/CoOadTR

Ablation study for "OadTR: Online Action Detection with Transformers".

Primary LanguagePythonMIT LicenseMIT

Continual Online Action Detection Transformer

This repository contains the Online Action Recognition Experiments from our work on Continual Transformers.

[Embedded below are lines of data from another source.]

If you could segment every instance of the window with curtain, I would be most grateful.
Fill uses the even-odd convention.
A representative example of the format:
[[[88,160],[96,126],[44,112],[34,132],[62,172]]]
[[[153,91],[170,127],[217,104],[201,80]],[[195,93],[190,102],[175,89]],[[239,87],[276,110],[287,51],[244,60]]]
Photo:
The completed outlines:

This repository is a fork of the official source code for the "OadTR: Online Action Detection with Transformers" (ICCV2021) ["Paper"], with model variations specified in different branches.

Set-up

Package Dependencies

Install the dependencies from the original OadTR project

pip install pytorch torchvision numpy json tensorboard-logger

Install Continual Transformer blocks

pip install --upgrade git+https://github.com/LukasHedegaard/continual-transformers.git

Pretrained features

When you have downloaded and placed the THUMOS featues under ~/data, you can select the features by appending the following to your python command:

  • ActivityNet (default):
    • --feature Anet2016_feature_v2
  • Kinetics:
    • --feature V3

Experiments

CoOadTR

From the main branch the CoOadTR model can be run with the following: command

python main.py --num_layers 1 --enc_layers 64 --cpe_factor 1

Here, num_layers denotes the number of transformer blocks (1 or 2), enc_layers is the sequence length, and cpe_factor is a multiplier for the number of unique circular positional embeddings (1>=x>=2).

OadTR ablations

Each conducted experiment has its own branch. An overview of the ablated features and associated results is found in the table below for the TSN-Anet features:

Encoder-layers Decoder Class-token Circular encoding mAP (%) branch command
3 ✔︎ ✔︎ - 57.8 original (baseline) python main.py --num_layers 3 --decoder_layers 5 --enc_layers 64
3 - ✔︎ - 56.8 no-decoder python main.py --num_layers 3 --enc_layers 64
2 - ✔︎ - 55.6 no-decoder python main.py --num_layers 2 --enc_layers 64
2 - - - 55.5 no-decoder-no-cls-token python main.py --num_layers 2 --enc_layers 64
1 - - ✔︎ (len n) 55.7 no-decoder-no-cls-token-shifting-tokens python main.py --num_layers 1 --enc_layers 64
1 - - ✔︎ (len 2n) 55.8 no-decoder-no-cls-token-shifting-tokens-2x python main.py --num_layers 1 --enc_layers 64

THUMOS

Model branch command
OadTR original python main.py --num_layers 3 --decoder_layers 5 --enc_layers 64 --feature <FEATURE>
OadTR-b2 no-decoder-no-cls-token python main.py --num_layers 2 --enc_layers 64 --feature <FEATURE>
OadTR-b2 no-decoder-no-cls-token python main.py --num_layers 1 --enc_layers 64 --feature <FEATURE>
CoOadTR-b2 main python main.py --num_layers 2 --enc_layers 64 --feature <FEATURE>
CoOadTR-b1 main python main.py --num_layers 1 --enc_layers 64 --feature <FEATURE>

Where <FEATURE> is either "anet" or "kin" for ActivityNet and Kinetics pretrained features, respectively. --dim_feature should be 3072 for "anet" , and 4096 for "kin".

TVSeries

Model branch command
OadTR original-tvseries python main.py --num_layers 3 --decoder_layers 5 --enc_layers 64 --feature <FEATURE>
OadTR-b2 no-decoder-no-cls-token-tvseries python main.py --num_layers 2 --enc_layers 64 --feature <FEATURE>
OadTR-b2 no-decoder-no-cls-token-tvseries python main.py --num_layers 1 --enc_layers 64 --feature <FEATURE>
CoOadTR-b2 main python main.py --dataset tvseries --num_layers 2 --enc_layers 64 --feature <FEATURE>
CoOadTR-b1 main python main.py --dataset tvseries --num_layers 1 --enc_layers 64 --feature <FEATURE>

Where <FEATURE> is the name of your .pickle file of extracted features (either A.Net or Kin. features), placed in the ~/data folder.